The time was ripe for what Stefan Persson described as "global fashion." Persson had been quick to recognize the emergence of fashions and trends--born of MTV, Hollywood, Madison Avenue advertising, and the Internet--that transcended national borders to become fads among youth and other age groups across the world. H&M, with its emphasis on uniformity among its stores, was well-positioned to appeal to this new generation of consumers. As a nod perhaps to the times, the company also created a new line of clothes, under the BiB (Big is Beautiful) brand name.
The company's international expansion stepped up in earnest. After opening in the Netherlands in 1989, the company moved into Belgium (1992), Austria (1994), and Luxembourg (1996). By 1994, the company's sales had topped SKr 13.5 billion; more than 70 percent of sales came from beyond Sweden. That same year the company's German stores overtook Sweden to become H&M's largest single market. By the end of the decade, Germany would represent more than double the company's Swedish sales--despite H&M's barely two percent of the German market.

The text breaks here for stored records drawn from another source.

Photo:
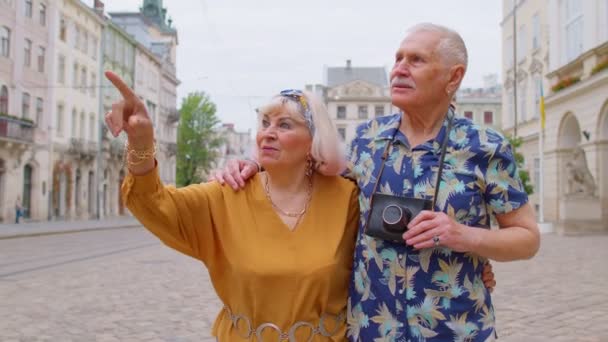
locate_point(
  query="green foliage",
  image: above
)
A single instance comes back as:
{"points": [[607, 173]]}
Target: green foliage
{"points": [[197, 140], [524, 175]]}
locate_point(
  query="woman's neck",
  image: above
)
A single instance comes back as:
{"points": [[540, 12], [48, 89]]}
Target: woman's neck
{"points": [[288, 181]]}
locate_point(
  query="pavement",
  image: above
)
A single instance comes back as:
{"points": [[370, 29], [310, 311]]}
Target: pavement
{"points": [[9, 231]]}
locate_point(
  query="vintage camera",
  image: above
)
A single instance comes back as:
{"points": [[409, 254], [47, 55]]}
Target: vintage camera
{"points": [[390, 215]]}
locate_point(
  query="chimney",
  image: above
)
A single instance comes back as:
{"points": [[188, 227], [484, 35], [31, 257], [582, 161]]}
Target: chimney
{"points": [[99, 7]]}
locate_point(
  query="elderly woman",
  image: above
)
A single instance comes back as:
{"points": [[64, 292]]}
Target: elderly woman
{"points": [[429, 285], [279, 253]]}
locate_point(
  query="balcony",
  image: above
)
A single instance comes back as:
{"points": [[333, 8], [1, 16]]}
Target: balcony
{"points": [[81, 149], [16, 129], [172, 116], [117, 148], [171, 149], [590, 67]]}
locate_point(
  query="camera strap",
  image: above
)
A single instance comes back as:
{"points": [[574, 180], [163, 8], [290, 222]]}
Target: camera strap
{"points": [[444, 145]]}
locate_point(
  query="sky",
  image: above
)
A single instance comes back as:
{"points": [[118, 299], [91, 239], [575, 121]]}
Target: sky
{"points": [[242, 52]]}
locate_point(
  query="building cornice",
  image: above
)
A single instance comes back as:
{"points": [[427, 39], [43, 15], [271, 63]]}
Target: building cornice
{"points": [[577, 89]]}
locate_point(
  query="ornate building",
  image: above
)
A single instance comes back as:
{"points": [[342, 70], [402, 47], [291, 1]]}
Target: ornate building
{"points": [[572, 68], [25, 66], [153, 30], [483, 106], [74, 128], [355, 95]]}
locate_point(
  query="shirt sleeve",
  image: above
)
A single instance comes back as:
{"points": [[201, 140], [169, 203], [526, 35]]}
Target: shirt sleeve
{"points": [[504, 190], [183, 218]]}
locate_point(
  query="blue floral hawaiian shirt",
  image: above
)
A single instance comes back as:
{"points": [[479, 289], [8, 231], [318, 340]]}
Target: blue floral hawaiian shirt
{"points": [[398, 293]]}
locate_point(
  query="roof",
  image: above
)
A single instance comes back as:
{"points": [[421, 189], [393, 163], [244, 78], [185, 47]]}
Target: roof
{"points": [[342, 75]]}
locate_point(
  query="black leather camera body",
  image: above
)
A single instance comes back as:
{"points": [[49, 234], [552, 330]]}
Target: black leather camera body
{"points": [[390, 215]]}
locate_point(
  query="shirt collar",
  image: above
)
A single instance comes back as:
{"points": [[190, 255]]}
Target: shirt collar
{"points": [[390, 129]]}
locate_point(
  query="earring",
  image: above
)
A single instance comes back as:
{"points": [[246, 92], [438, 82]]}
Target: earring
{"points": [[310, 165]]}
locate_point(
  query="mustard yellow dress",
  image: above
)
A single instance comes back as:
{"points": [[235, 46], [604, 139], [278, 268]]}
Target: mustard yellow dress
{"points": [[272, 281]]}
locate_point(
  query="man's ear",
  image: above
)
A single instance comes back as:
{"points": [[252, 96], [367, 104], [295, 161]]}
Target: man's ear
{"points": [[456, 74]]}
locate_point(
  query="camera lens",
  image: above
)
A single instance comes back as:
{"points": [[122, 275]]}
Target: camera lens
{"points": [[396, 218]]}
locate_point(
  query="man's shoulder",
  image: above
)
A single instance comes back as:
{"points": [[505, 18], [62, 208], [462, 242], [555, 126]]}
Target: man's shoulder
{"points": [[373, 128], [477, 137]]}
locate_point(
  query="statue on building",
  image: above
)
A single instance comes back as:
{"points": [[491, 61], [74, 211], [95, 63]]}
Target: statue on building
{"points": [[580, 180]]}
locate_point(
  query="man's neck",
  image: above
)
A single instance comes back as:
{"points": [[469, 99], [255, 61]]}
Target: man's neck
{"points": [[422, 124]]}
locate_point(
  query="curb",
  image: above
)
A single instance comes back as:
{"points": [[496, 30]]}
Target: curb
{"points": [[65, 231]]}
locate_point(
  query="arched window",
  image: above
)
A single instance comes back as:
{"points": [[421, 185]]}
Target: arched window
{"points": [[4, 100], [5, 41]]}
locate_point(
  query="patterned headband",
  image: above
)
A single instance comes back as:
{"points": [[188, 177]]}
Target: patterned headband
{"points": [[298, 97]]}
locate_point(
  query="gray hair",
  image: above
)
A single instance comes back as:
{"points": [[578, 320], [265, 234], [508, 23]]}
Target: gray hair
{"points": [[451, 47]]}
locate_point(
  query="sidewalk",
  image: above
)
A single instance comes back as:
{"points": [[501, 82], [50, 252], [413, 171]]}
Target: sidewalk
{"points": [[8, 231]]}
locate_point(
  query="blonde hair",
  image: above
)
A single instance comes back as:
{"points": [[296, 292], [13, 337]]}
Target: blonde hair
{"points": [[327, 149]]}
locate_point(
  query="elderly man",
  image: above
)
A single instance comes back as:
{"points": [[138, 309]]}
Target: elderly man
{"points": [[429, 286]]}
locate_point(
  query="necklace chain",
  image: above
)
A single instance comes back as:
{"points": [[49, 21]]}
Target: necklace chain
{"points": [[286, 213]]}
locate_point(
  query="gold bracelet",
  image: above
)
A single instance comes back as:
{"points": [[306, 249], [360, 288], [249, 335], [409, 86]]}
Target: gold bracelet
{"points": [[141, 156]]}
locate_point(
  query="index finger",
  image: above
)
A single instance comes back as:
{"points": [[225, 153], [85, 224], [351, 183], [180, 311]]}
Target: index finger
{"points": [[122, 87], [422, 216]]}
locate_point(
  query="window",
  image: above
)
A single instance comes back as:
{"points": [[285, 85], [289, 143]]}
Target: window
{"points": [[341, 112], [77, 37], [4, 100], [537, 85], [85, 42], [379, 111], [25, 106], [59, 120], [42, 14], [488, 118], [93, 85], [28, 8], [41, 53], [5, 41], [61, 69], [139, 73], [94, 48], [573, 28], [83, 80], [82, 125], [508, 58], [362, 112], [522, 47], [342, 132], [39, 110], [92, 127], [27, 53], [75, 76], [62, 29], [74, 122], [522, 96], [536, 32]]}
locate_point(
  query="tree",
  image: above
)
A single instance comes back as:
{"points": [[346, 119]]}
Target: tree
{"points": [[197, 140], [524, 175]]}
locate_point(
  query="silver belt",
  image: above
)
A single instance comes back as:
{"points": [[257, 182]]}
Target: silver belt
{"points": [[290, 335]]}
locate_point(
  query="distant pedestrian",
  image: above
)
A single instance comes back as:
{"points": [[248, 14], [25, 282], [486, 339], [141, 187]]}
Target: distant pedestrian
{"points": [[18, 209]]}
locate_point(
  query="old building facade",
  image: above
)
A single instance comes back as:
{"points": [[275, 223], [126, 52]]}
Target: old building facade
{"points": [[561, 48]]}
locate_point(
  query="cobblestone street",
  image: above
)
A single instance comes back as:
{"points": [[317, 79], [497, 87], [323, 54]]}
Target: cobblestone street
{"points": [[123, 285]]}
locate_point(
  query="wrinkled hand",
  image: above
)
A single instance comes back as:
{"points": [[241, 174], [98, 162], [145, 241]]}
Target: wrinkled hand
{"points": [[488, 277], [235, 173], [130, 115], [428, 224]]}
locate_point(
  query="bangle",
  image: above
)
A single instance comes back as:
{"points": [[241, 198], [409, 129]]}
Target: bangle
{"points": [[140, 156]]}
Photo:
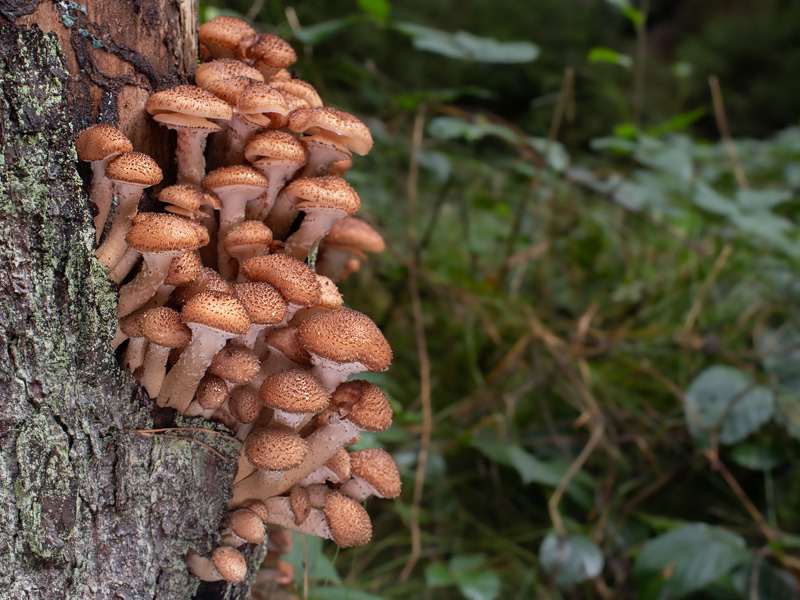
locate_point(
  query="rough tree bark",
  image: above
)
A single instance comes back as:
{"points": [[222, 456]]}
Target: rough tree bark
{"points": [[88, 509]]}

International expansion continued in the second half of the 1990s, as the company opened some 60 or more stores per year. Finland was the next market to be tapped, in 1997; the following year, France became the company's new frontier. In 1998 six H&M stores appeared in France, primarily in Paris and surrounding areas. Some analysts wondered whether H&M's low-priced fashion concept would appeal to the more snobbish French clothing shopper, and questioned whether the company's success among Northern European countries would translate to the southern European markets.

Indeed, H&M had remained notably absent from Italy and Spain, two of the most important European retail clothing markets--perhaps the company had sought to avoid head-to-head battles with similar concept brands Zara, of Spain, and Benetton, of Italy. Nonetheless, in April 1999, the company announced its intention to enter the Spanish market by the end of the year, with two or three as a start. At the same time, the company announced its intention to reinvigorate its struggling British operation, with calls for opening a large number of new stores and to update a number of its existing locations.
Throughout its history, H&M had remained entirely in its European base. In 1999, however, the company judged the time auspicious for a U.S. entry, with the first stores expected to open in early 2000. It remained to be seen if the company could successfully re-import the formula of low-priced, quality fashions that had provided the inspiration for its own beginnings more than 50 years before.
Principal Subsidiaries: H&M Rowells.